Effect of rubber particle size on deformation mechanisms in glassy epoxy

Abstract

When tested in tension, a cross‐linked epoxy resin can be made to exhibit shear yielding. A modified von Mises criterion, τ = τ₀ − μP describes the yielding behavior of the same resin under a biaxial stress system, indicating that the flow of the material is pressure sensitive.Butadien‐acrylonitrile elastomer particles suspended in the cross‐linked epoxy matrix induce large local deformations when the composite material is stressed. Particles a few hundred Angstroms in diameter cause the glassy matrix to exhibit shear banding, and the macroscopic failure envelope of such a system follows a modified von Mises criterion similar to that of the matrix resin. It was found that the coefficient of internal friction, τ, and the activation energy for yielding are approximately the same for the two cases. With larger particles (5‐15,000 Å diam) the failure mode changes as shown by the macroscopic yield envelope and the associated activation energy.
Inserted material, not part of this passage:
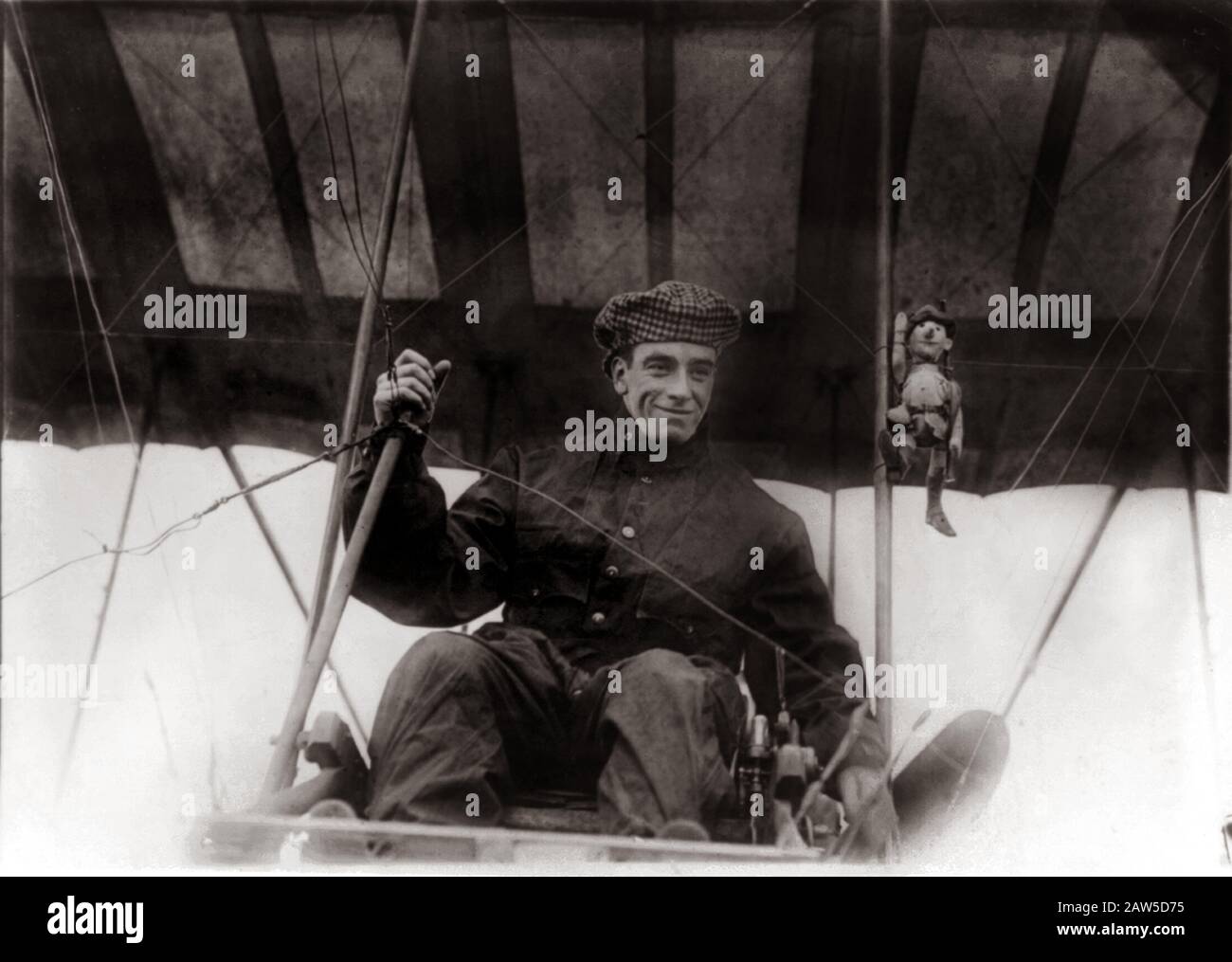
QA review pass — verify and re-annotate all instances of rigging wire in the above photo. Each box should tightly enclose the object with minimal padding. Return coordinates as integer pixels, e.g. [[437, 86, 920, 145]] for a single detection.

Electron micrographs of the fracture surfaces show microcavitation, similar to crazing around each particle; the deformed glassy polymer around each particle retracts upon heating the matrix above its Tg. The fracture surface work value of the unmodified matrix is 1.75 × 10⁵ ergs/cm². With 10 pph small particles, the value increases to 3.32 × 10⁵ and with 10 pph of large particles, to 15.48 × 10⁵ ergs/cm².